Implementing the Neural Network

Let’s implement a simple neural network using Python and the NumPy library. This network will have an input layer, a hidden layer, and an output layer.

import numpy as np

# Input data (features)
X = np.array([[0, 0], [0, 1], [1, 0], [1, 1]])

# Corresponding target labels
y = np.array([[0], [1], [1], [0]])

# Activation function (sigmoid)
def sigmoid(x):
    return 1 / (1 + np.exp(-x))

The first code snippet shows importing numpy and then setting up input variable and target variable.

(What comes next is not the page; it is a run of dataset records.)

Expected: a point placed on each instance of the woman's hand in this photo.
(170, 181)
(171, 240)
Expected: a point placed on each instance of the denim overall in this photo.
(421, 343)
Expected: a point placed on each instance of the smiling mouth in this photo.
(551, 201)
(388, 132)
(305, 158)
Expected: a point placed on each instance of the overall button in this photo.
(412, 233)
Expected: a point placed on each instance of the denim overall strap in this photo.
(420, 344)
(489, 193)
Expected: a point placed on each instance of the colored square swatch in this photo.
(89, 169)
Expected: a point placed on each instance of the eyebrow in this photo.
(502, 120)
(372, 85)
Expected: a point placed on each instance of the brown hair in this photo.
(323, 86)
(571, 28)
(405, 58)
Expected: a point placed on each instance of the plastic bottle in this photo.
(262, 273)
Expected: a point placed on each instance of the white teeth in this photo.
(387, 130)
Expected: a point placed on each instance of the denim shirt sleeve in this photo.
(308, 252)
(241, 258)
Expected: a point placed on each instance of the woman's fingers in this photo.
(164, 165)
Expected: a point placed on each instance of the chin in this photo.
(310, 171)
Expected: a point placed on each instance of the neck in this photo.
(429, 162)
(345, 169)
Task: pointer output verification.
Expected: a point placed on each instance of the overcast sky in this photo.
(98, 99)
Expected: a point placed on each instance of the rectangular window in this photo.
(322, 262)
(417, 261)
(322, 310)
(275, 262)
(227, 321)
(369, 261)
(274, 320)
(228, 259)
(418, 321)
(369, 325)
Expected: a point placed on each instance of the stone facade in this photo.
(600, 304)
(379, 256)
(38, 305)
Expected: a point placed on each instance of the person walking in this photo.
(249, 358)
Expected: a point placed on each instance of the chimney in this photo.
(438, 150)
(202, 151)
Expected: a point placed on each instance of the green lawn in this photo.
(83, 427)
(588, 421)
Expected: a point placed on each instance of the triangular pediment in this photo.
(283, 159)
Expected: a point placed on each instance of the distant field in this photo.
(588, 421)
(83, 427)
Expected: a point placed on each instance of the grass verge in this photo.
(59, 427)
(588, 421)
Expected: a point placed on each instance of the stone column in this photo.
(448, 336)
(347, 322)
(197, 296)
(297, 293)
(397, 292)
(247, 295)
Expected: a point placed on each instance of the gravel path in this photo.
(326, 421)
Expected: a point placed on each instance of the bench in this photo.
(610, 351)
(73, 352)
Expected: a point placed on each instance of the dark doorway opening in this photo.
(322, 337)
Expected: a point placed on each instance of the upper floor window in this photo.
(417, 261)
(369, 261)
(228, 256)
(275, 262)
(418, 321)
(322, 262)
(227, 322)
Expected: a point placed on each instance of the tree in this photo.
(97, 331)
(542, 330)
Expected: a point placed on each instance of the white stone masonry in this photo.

It then defines the sigmoid function we talked about which takes in the input and returns a value between 1 and 0.

# Initialize weights and biases
input_size = 2
hidden_size = 2
output_size = 1
learning_rate = 0.1

weights_input_hidden = np.random.uniform(size=(input_size, hidden_size))
biases_hidden = np.zeros((1, hidden_size))
weights_hidden_output = np.random.uniform(size=(hidden_size, output_size))
bias_output = np.zeros((1, output_size))

Setting weights that will be modified (these are set randomly).

# Training loop
for epoch in range(10000):
    # Forward pass
    hidden_layer_input = np.dot(X, weights_input_hidden) + biases_hidden
    hidden_layer_output = sigmoid(hidden_layer_input)
    output_layer_input = np.dot(hidden_layer_output, weights_hidden_output) + bias_output
    predicted_output = sigmoid(output_layer_input)

    # Calculate loss
    loss = np.mean(0.5 * (y - predicted_output)**2)

    # Backpropagation
    error = y - predicted_output
    d_output = error * predicted_output * (1 - predicted_output)
    error_hidden = d_output.dot(weights_hidden_output.T)
    d_hidden = error_hidden * hidden_layer_output * (1 - hidden_layer_output)

    # Update weights and biases
    weights_hidden_output += hidden_layer_output.T.dot(d_output) * learning_rate
    bias_output += np.sum(d_output, axis=0, keepdims=True) * learning_rate
    weights_input_hidden += X.T.dot(d_hidden) * learning_rate
    biases_hidden += np.sum(d_hidden, axis=0) * learning_rate

Finally we use backpropagation to minimize the error by modifying the weights. Our error is the difference between the target and predicted variables. d_output is calculated by multiplying the error by the derivative of the sigmoid function applied to the output of the final layer. The derivative of the sigmoid function is used to compute how much the output should change to reduce the error.

print("Final predictions:", predicted_output)

And that’s it you’ve made a neural network! Print the final predictions and see how well your neural network performed by crosschecking with the target labels.